Tuesday, February 16, 2016

The Somniscient by Richard Levesque

When reformed dream hacker Nix Nighthawk's sleep chip malfunctions, he is forced to seek help from a world he is trying to avoid—his old friends in the pirate dream network. But that world has changed, and Nix soon finds himself at the center of a complex plot to overthrow the vast corporation that controls every aspect of society. Betrayed by his lover, his friends, and even the technology that defines him, he has to choose: go back to living his safe and controlled existence, or be the hero and join forces with the revolutionary known only as The Somniscient.

My first thought when I read the title was, "What the heck does 'somniscient' mean?" It's not listed in the dictionary, so I tried to break it down into its parts.

somni-: a combining form meaning “sleep”, used in the formation of compound words.

omniscient: having complete or unlimited knowledge, awareness, or understanding; perceiving all things.
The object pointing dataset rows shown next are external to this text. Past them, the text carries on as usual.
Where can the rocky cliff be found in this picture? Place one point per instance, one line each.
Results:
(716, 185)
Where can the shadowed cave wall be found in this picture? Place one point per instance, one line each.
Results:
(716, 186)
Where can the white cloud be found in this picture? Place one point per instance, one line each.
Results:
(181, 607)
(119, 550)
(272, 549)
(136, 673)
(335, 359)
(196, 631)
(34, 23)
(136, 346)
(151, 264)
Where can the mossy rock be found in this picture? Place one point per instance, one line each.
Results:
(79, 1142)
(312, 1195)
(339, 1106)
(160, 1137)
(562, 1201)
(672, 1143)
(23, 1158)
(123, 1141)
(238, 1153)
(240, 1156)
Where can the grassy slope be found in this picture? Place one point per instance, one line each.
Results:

When I put both parts together, I get someone that has complete knowledge of the sleeping world. It's the screen name of one of the characters, a dream hacker, in the story. But I'm getting ahead of myself.

Levesque has created a world that uses sleep as currency. Everyone needs to sleep, so people earn "Zs" in order to sleep. You also use the Zs to buy things, pay for services, food, water, filtered air. The story takes place in the 22nd century. There's been some geological and economic upheaval that has brought civilization to the brink of collapse. One tech company, enLIGHTen, has pretty much all the power as it was their idea to use sleep as currency. Their device, the Loop, is surgically attached behind one's ear and connects people to the internet 24/7. Imagine seeing your Facebook feed updating all day and night. It also runs the sleep app which prohibits people from sleeping if they don't have enough Zs in their accounts.

Being someone who prizes sleep more than money, I thought that this was a horrific idea, and I would think many others would too. But if you want to be part of society and enjoy the comforts of civilization, you have to get one. I would be one of the "unLooped", the people who live on the margins of society. They can sleep all they want, but don't have jobs, homes, food, or anything else. Nix gets caught up in the rat race. He's burned out trying to earn enough Zs so he can sleep, but paying for rent, utilities, and other bills comes first. He can never seem to get ahead. He's trapped, working for the very company that makes the Loop. He literally becomes an indentured servant.

When people do get to sleep, they can buy dreams that they run on their sleep app. But just as people buy apps that their phone makers don't want them to today, people in this future L.A. buy unsanctioned dreams. Unsanctioned dreams can have malware hidden in them that can screw up one's Loop or steal their Zs.

Most of this is explained in the backstory that Levesque pours on the reader at the beginning of the book. It takes a while for the story get moving as we're introduced to Nix and the world he lives in. While it's a fascinating concept to have sleep as currency, I couldn't help but think that these people were idiots for agreeing to this system, so it took me a while to become sympathetic to their plight. But it isn't Nix's fault; he was born into this world. As we come to feel sorry for his lot in life, something happens to him, and the story's pace picks up. Nix is now on the run, and we're rooting for him to succeed.

But one-third of the way into the book, just when we get hooked, Nix disappears from the narrative. The story resumes several years later with another character in charge of the narrative. I was completely thrown by this abrupt change. I felt as if I was starting over. It took me quite a while to start feeling sympathetic for this new character—she's a trophy wife—after getting invested in Nix, and the pace of the story slowed to a crawl while she reflected on her predicament in life. The story eventually returns to Nix—and the pace picks back up—but it isn't until the second half of the book.

Another interesting avenue Levesque explores is gender identity. Because the Loop digitizes thought, one can, in essence, upload one's personality to a host computer and then implant it into another Loop. Through this process, a man and a woman are forced to share a body. Each takes turns controlling the body. The visiting personality gets to experience life as a different gender, complete with different sensations that they're not used to. The host personality gets to experience the visiting person's feelings and actions after ceding control of their body, even when they run counter to their own.

As for the technicals, I only found a few typos. As far as I'm concerned, that's professional quality editing.

In The Somniscient, Richard Levesque has created a unique world where sleep is currency and certainly not free. While it is an intriguing concept and Levesque provides the framework and world building for such a society to exist, the introductory backstory weighs the story down. The characters that provide the narrative are so self-absorbed with their respective plights that they slow down the story, and the sudden switch from one to the other nearly derails it. Still, The Somniscient makes for an entertaining read as Levesque uniquely explores gender identity, the "have versus have not" divide, and the extent our digitally obsessed culture will go to get its internet fix.